――……ソンシツのクリコシ、なんでしたっけ、ソレ?

藤原 今年の赤字を翌年以降の利益(所得)から差し引いていいですよ、という制度です。3年先まで使えます。青色申告にすると、「損失の繰越」以外にもたくさんの節税メリットがあります。しかも、抑えられるのは所得税だけじゃありません。住民税や国民健康保険料も安くなります。これらは、確定申告で提出した所得(課税対象額)をもとに翌年分が計算されるからです。税金の計算に用いる大もとの金額を、年をまたいで抑えられるのは大きなメリットですね。

青色申告の4大節税メリット

――たくさんメリットがある青色申告ですが、初心者に向けてざっくり教えてもらえると助かります。

藤原 確定申告には、「白色申告」と「青色申告」の2種類があり、フリーランス(個人事業主)の場合はどちらかを選択することができます。

 青色申告には正確な帳簿を作成する義務がありますが、最大で65万円も事業所得から差し引くことができ、その結果、所得税を安くすることができます。

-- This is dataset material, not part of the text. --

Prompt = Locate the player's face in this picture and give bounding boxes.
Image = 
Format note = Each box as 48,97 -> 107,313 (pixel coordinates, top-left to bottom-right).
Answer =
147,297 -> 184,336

次のページのような税率が低いケースでも、白色申告に比べて所得税が少なくなります。税率が増えればもっとお得に。所得税は課税対象の額で決まるので、控除が多いほど所得税が少なくてすむというわけです。

 それから、先ほどお伝えしたように事業所得が赤字となった場合は、損失を繰り越して(3年間)、翌年以降に利益が出た場合は所得から控除することができます。この結果、繰り越した損失×税率相当分の税金を安くできます。

 また、30万円未満で購入した固定資産は、その年の費用にすることができます(白色申告では10万円)。なお、これは期限付きの特例ですが、毎回延長されています。総額300万円まで利用することができるので、儲かっている人には大きなメリットです。

 さらに、青色申告では、生計を一にする家族が事業に従事している場合、「青色事業専従者」として届けておけば、その家族へ支払った給与の全額を費用(必要経費)にでき、所得税を抑えることができます。